The optimal bisphosphonate treatment for pediatric OI remains uncertain. This study aims to analyze the comparative effectiveness of different bisphosphonate therapies for children with OI.

Methods

A network meta-analysis (NMA) was conducted following PRISMA guidelines, screening clinical trials involving oral or intravenous bisphosphonate therapy in pediatric OI. The primary outcomes included changes in LS-aBMD and Z-scores over 1 and 2 years and fracture events. Secondary outcomes included BTM (uNTX/Cr) over 1 and 2 years and adverse event rates.

Results

The NMA included 9 RCTs with 595 children.

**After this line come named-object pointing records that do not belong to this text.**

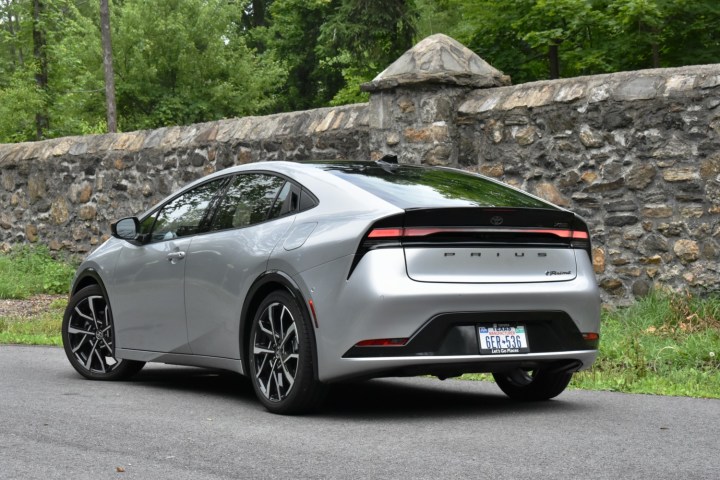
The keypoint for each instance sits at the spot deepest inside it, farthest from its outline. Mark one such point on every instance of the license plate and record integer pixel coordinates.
(501, 338)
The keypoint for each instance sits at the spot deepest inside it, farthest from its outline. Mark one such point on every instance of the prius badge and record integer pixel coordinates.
(552, 273)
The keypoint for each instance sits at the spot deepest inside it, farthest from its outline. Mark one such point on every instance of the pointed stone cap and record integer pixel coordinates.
(438, 59)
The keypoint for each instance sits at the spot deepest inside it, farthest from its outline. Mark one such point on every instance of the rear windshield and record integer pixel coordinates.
(407, 186)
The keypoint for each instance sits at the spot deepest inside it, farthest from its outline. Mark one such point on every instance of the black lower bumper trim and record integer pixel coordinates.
(457, 334)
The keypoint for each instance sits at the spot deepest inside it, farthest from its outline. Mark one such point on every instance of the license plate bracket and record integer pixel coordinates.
(503, 339)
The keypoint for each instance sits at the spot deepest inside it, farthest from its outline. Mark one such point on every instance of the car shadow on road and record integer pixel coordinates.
(386, 398)
(398, 398)
(220, 383)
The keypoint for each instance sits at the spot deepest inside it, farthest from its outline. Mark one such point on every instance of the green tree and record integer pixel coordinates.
(537, 39)
(184, 61)
(362, 37)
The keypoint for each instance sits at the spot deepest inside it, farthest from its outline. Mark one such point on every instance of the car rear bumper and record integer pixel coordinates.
(455, 365)
(380, 301)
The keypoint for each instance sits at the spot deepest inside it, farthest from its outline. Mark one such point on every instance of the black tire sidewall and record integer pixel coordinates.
(544, 385)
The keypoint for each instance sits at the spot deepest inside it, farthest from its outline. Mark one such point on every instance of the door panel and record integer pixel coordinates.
(147, 297)
(220, 268)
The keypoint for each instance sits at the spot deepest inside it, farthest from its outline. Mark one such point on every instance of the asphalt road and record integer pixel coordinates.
(186, 423)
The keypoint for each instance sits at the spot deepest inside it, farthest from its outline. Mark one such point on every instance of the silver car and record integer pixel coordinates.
(300, 275)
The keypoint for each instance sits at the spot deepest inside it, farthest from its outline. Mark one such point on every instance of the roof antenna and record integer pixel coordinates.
(389, 158)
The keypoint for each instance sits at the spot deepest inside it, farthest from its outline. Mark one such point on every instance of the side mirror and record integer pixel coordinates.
(126, 228)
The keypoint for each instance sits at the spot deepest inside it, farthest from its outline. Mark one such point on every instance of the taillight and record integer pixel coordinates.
(415, 232)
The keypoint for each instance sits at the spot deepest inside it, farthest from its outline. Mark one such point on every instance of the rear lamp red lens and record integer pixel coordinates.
(383, 342)
(386, 233)
(395, 232)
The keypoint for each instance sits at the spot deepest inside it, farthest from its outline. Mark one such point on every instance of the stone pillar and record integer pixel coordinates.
(414, 102)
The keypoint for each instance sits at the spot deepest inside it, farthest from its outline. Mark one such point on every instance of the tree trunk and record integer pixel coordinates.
(108, 66)
(40, 52)
(656, 55)
(554, 59)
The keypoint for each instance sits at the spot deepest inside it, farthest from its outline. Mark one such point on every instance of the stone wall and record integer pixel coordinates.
(65, 192)
(637, 154)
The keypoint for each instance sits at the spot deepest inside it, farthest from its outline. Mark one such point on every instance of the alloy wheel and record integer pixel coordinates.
(276, 352)
(90, 335)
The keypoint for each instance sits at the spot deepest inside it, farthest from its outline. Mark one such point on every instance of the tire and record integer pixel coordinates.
(280, 357)
(536, 385)
(89, 339)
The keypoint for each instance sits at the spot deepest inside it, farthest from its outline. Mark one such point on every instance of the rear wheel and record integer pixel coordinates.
(534, 385)
(280, 357)
(89, 339)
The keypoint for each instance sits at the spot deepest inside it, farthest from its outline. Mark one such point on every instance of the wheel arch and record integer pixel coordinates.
(88, 277)
(265, 284)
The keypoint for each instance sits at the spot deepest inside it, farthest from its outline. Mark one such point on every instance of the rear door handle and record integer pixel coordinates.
(175, 256)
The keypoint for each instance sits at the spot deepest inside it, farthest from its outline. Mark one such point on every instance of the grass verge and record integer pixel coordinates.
(42, 329)
(27, 271)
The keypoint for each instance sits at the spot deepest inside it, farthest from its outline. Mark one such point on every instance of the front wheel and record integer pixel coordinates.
(535, 385)
(280, 357)
(88, 337)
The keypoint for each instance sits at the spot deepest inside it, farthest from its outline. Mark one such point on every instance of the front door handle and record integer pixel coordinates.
(173, 257)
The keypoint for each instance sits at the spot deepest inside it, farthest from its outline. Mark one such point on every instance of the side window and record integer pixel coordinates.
(184, 215)
(247, 201)
(286, 202)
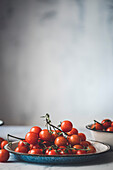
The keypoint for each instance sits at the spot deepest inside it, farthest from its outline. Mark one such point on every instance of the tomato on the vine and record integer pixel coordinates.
(4, 155)
(35, 129)
(31, 138)
(66, 126)
(45, 135)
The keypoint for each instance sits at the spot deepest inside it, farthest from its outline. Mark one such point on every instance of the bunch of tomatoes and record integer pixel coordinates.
(105, 125)
(65, 140)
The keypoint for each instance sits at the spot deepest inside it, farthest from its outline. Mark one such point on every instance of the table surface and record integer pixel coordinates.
(105, 162)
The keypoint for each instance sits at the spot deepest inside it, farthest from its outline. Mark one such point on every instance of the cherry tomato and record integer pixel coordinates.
(97, 126)
(36, 146)
(72, 132)
(74, 139)
(106, 123)
(53, 152)
(91, 149)
(66, 126)
(56, 133)
(110, 129)
(35, 129)
(1, 139)
(31, 138)
(80, 152)
(45, 135)
(60, 141)
(22, 143)
(85, 143)
(76, 147)
(4, 155)
(3, 144)
(82, 136)
(21, 149)
(35, 151)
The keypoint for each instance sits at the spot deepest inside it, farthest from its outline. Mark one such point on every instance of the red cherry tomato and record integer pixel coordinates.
(21, 149)
(1, 139)
(53, 152)
(35, 129)
(76, 147)
(72, 132)
(4, 155)
(85, 144)
(35, 151)
(3, 144)
(91, 149)
(82, 136)
(45, 135)
(74, 139)
(60, 141)
(80, 152)
(66, 126)
(110, 129)
(31, 138)
(106, 123)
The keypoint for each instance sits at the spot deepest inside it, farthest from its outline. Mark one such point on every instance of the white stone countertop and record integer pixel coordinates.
(103, 163)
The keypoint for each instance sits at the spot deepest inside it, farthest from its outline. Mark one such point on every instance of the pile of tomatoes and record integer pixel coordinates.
(55, 141)
(4, 155)
(105, 125)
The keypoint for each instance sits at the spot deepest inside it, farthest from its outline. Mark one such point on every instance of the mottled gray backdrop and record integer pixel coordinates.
(56, 56)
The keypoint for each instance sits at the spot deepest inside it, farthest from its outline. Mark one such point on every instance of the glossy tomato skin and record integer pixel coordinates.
(72, 132)
(1, 139)
(21, 149)
(60, 141)
(4, 155)
(66, 126)
(82, 136)
(45, 135)
(35, 151)
(109, 129)
(80, 152)
(31, 138)
(91, 149)
(3, 144)
(76, 147)
(106, 123)
(36, 129)
(74, 139)
(53, 152)
(97, 126)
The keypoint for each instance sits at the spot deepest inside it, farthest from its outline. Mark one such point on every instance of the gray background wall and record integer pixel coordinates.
(56, 56)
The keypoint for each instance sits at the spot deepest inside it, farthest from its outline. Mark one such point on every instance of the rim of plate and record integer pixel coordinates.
(7, 147)
(89, 128)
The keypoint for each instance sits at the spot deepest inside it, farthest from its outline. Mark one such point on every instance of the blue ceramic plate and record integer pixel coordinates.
(64, 159)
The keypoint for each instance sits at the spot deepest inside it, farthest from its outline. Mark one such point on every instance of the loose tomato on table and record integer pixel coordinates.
(66, 126)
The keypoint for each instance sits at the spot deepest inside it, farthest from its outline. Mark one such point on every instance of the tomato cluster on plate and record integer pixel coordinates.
(54, 140)
(104, 125)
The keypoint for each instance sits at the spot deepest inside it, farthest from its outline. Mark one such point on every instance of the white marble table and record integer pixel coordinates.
(105, 162)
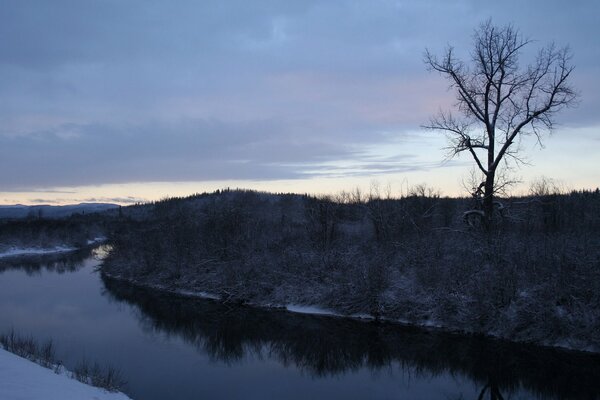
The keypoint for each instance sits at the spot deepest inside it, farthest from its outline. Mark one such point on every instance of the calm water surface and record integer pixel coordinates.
(169, 347)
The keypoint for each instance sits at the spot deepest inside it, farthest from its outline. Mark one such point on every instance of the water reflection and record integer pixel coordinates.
(57, 262)
(323, 347)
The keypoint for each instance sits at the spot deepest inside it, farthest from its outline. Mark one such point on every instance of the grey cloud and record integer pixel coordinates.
(113, 91)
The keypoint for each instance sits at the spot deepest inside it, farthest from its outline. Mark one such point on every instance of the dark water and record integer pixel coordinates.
(169, 347)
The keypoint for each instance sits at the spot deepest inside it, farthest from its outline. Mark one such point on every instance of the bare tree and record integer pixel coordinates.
(498, 101)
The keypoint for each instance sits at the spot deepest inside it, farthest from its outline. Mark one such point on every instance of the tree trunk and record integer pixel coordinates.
(488, 200)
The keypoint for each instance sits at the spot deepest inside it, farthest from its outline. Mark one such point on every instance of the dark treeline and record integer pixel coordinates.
(322, 346)
(534, 277)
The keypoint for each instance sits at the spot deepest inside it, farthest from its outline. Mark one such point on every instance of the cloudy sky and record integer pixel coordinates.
(138, 100)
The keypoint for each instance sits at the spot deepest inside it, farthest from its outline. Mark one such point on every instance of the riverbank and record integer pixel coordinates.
(533, 279)
(317, 310)
(24, 380)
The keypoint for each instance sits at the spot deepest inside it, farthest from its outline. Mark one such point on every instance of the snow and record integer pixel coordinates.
(21, 379)
(313, 310)
(14, 251)
(203, 295)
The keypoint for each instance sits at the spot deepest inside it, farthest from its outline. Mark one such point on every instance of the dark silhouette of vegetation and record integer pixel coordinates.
(108, 378)
(328, 347)
(535, 279)
(499, 100)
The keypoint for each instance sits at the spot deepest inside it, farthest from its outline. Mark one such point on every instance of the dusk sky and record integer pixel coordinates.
(124, 101)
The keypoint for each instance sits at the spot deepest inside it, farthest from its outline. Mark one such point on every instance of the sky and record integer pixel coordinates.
(128, 101)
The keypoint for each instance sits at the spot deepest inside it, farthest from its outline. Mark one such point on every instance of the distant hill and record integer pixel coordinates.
(48, 211)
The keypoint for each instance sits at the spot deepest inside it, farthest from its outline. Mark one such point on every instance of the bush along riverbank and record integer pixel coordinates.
(107, 378)
(534, 278)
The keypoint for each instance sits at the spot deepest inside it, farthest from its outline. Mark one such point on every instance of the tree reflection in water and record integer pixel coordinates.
(36, 263)
(326, 346)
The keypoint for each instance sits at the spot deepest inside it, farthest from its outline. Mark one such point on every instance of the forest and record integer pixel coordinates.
(534, 277)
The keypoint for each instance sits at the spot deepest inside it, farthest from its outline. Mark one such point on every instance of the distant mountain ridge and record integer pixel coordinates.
(48, 211)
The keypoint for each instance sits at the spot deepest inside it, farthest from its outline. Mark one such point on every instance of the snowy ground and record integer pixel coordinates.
(21, 379)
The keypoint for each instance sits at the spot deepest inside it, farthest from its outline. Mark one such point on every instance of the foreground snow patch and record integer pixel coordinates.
(35, 250)
(314, 310)
(24, 380)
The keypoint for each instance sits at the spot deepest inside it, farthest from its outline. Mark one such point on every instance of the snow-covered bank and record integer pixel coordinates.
(24, 380)
(27, 251)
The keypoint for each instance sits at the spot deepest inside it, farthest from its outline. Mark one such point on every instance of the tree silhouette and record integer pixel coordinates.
(498, 101)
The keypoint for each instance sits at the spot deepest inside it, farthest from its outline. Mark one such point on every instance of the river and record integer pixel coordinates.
(172, 347)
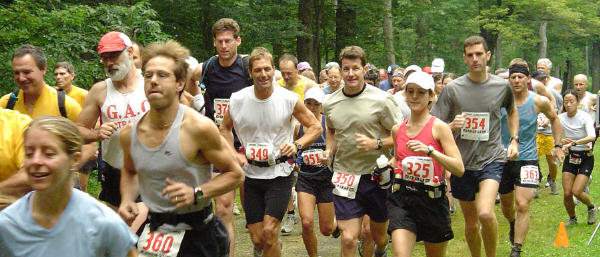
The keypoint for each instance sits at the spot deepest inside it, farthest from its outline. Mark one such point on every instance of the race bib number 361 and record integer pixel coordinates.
(476, 127)
(152, 243)
(345, 185)
(530, 175)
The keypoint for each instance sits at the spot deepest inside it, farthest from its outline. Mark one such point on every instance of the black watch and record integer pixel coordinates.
(198, 194)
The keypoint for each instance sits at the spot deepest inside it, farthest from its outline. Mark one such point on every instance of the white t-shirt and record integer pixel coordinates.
(579, 126)
(85, 228)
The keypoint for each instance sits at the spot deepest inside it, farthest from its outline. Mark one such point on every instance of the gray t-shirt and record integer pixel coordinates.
(479, 140)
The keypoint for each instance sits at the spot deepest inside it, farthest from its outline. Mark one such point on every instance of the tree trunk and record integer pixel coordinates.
(595, 66)
(498, 53)
(345, 24)
(388, 34)
(304, 40)
(543, 40)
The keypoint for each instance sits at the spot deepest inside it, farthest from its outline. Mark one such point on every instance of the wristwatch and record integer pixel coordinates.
(430, 150)
(198, 194)
(298, 146)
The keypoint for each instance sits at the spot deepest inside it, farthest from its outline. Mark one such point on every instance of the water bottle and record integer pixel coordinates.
(382, 172)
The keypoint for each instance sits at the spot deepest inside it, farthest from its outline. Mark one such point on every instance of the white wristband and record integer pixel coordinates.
(199, 103)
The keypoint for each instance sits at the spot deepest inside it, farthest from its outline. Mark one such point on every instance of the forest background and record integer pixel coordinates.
(391, 31)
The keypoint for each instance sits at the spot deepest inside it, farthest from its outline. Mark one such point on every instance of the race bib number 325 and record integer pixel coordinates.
(476, 127)
(345, 185)
(152, 243)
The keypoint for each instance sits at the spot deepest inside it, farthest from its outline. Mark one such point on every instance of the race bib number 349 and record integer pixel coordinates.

For LS-aBMD changes, no bisphosphonates showed differences at 1 year; at 2 years, all active treatments improved LS-aBMD compared to placebo, with pamidronate showing greatest improvement (208.73 mg/cm², 95% CI 60.48, 356.98; CoE, moderate). Zoledronic acid demonstrated superior LS Z-scores at both 1 year (1.63 points, 95% CI 0.07, 3.19; CoE, low) and 2 years (1.37 points, 95% CI 0.95, 1.79; CoE, low). In the limited fracture analysis, only olpadronate reduced total fracture numbers compared to placebo (− 1.65, 95% CI − 3.05, − 0.26; CoE, moderate). For BTMs, all treatments reduced 1-year uNTX/Cr versus placebo, with only alendronate maintaining reduction at 2 years (− 182.38 nmol/mmol, 95% CI − 283.67, − 81.09; CoE, moderate). Zoledronic acid showed higher adverse event rates versus placebo (5.49, 95% CI 1.66, 18.19; CoE, low).

Conclusion

Among various bisphosphonates, pamidronate demonstrated superior improvements in LS-aBMD, while zoledronic acid achieved the most substantial Z-score gains but exhibited increased adverse event rates. Evidence gaps, particularly in direct comparative trials, limit definitive conclusions regarding fracture prevention and bone turnover markers. Future large-scale head-to-head trials comparing oral and intravenous formulations are essential to establish evidence-based treatment protocols for pediatric osteogenesis imperfecta.

Trial registration.

This research is registered with PROSPERO, registration number CRD42024571408.